ファンサービスも特に熱心なタイプではない。サインをしていても、特に愛想をふるまう感じでもない。

そんな吉野恭平が、全く違う姿を見せたのが、ファン感謝デーの時だった。カクテルやソフトドリンクをふるまうコーナーにいた彼は、大きな声でサポーターを呼び込んできた。松本大弥を呼び「カクテルをつくりなさい」。大弥がシェイクする時にも大きな声で音頭をとり、周りを楽しませていた。それだけではない。女性が「カクテルをください」と言うと「年齢確認できるものはありますか?お若いので確認を」。ジョークではあるのだが、女性がパッと笑顔になった。

こういうサービス精神があるのなら、普段からやればいいのにとは思う。でも、それができないのが、吉野恭平という男の性なのだろう。照れ屋で、熱血なのにそれを表現することができない。感謝の気持ちはいつも持っているが、それを言葉にすることもできない。不器用なのである。

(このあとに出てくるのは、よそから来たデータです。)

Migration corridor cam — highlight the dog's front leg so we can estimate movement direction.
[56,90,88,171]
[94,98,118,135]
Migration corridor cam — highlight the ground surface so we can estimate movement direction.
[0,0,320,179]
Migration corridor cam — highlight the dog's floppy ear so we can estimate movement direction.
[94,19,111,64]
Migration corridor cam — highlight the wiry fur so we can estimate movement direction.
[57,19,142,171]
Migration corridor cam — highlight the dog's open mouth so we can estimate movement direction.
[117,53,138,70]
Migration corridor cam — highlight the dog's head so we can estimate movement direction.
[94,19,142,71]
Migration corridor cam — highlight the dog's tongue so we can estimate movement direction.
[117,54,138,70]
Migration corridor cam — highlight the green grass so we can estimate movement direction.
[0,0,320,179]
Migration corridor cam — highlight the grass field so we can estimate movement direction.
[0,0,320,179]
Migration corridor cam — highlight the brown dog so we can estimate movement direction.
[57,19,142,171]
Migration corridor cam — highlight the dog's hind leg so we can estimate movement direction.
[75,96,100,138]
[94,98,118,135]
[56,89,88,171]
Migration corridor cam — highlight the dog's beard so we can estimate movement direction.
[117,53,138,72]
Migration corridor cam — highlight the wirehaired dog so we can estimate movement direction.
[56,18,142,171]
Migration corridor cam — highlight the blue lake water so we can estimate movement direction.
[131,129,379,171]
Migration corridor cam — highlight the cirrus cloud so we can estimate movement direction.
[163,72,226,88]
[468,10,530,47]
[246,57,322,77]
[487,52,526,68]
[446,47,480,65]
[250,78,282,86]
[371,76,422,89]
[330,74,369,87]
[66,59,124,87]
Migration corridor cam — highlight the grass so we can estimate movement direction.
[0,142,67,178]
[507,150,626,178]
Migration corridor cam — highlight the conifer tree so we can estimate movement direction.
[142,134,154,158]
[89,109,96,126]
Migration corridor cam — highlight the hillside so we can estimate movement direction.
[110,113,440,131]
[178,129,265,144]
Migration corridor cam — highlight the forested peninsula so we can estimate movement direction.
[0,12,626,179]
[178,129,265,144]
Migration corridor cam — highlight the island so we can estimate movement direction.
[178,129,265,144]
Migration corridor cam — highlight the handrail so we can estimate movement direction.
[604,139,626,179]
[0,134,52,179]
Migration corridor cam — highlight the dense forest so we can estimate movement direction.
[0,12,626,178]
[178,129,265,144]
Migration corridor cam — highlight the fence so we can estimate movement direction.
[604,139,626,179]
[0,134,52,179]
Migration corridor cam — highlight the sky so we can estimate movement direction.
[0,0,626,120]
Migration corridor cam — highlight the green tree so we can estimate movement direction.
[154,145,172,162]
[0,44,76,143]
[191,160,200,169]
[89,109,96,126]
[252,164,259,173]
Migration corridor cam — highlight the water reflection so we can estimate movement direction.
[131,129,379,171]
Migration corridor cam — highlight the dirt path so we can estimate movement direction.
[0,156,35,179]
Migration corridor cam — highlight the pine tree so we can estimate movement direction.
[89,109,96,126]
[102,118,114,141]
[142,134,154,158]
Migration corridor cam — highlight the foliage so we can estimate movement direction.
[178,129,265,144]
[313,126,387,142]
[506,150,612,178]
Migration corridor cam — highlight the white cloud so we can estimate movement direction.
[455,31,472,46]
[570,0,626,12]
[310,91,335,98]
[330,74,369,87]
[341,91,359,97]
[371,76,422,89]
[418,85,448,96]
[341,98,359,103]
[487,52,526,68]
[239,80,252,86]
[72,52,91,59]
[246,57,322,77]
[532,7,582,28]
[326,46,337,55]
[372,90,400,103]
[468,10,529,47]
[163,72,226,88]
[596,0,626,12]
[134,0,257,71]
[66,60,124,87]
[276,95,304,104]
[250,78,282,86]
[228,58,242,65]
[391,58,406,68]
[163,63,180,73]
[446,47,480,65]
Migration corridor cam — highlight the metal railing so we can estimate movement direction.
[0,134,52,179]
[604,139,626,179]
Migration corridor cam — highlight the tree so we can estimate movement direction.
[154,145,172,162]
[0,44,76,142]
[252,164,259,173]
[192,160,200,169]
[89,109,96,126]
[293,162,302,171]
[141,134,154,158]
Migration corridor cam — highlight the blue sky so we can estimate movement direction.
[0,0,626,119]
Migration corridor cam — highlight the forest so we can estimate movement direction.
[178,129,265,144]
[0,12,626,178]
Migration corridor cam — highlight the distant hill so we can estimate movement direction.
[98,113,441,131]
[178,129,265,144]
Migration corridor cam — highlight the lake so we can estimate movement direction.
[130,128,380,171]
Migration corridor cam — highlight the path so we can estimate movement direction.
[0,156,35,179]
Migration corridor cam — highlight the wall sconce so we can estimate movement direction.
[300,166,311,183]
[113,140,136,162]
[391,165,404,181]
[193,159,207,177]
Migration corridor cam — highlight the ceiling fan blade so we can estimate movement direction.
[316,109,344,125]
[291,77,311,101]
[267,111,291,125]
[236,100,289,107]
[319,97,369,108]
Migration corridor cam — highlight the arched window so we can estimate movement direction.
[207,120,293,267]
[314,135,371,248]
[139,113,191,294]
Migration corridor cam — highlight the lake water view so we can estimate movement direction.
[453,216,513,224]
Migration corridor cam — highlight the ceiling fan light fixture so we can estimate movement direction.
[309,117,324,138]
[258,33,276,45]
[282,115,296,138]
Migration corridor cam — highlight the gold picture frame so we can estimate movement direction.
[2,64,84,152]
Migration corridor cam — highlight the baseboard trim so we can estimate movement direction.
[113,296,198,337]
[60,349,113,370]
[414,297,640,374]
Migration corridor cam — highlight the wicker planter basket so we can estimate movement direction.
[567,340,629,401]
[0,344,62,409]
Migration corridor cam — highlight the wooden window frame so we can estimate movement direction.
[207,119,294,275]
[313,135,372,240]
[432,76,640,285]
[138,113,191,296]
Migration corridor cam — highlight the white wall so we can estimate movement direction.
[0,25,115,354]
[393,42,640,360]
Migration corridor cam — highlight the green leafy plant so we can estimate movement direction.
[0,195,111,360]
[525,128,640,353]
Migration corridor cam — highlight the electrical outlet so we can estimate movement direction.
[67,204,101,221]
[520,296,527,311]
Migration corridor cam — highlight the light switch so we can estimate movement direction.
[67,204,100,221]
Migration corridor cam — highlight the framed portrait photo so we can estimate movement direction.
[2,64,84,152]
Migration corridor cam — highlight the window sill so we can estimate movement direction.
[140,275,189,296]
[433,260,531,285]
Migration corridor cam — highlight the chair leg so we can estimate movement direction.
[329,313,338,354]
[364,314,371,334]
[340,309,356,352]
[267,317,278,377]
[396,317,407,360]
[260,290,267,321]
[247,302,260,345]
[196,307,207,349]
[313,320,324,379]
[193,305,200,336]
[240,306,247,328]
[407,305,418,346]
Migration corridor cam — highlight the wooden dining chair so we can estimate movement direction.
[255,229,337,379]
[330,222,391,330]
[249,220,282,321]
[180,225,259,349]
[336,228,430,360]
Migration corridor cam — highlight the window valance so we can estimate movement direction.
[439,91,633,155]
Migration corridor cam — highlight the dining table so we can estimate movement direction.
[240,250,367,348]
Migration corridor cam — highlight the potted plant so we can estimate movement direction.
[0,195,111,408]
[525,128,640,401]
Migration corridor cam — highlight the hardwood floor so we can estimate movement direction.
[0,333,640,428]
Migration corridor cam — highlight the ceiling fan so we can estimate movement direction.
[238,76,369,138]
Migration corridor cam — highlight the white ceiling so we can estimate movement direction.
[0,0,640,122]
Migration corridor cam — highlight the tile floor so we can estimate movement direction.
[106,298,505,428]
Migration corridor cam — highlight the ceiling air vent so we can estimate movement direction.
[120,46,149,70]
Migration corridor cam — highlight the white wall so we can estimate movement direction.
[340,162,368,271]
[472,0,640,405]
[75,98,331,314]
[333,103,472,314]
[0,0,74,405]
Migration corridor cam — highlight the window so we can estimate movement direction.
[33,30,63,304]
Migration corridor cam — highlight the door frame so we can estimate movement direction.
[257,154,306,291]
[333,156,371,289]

昨年も今年も、吉野は竜頭蛇尾のシーズンに終わった。シーズン当初は試合にも出場。特に今年はリベロのポジションを確保し、開幕以来7試合負けなし、5連勝という結果も手にした。しかし、そこから悪夢と言っていい5連敗。失点も重なり、仙台戦では大きなミスも犯してしまった。それでもスタメンから外れることはなかったが、つづく鳥栖戦で0-1の敗戦。それでも「革命」が起きた湘南戦ではポジションを取り戻したが、C大阪戦でボランチとして起用され45分で交代。そこからの夏場、メンバーにも入れなかった。一度、確保したスタメンの座を彼は失い、皮肉にもチームは上昇気流に乗った。

「正直、相当に(メンタルが)しんどかった」

当然といえば当然。試合に出て、外されて、「くそ、それでも頑張ろう」なんてすぐに思えるのは、アニメの世界だけだ。誰もが大空翼でも、孫悟空でもない。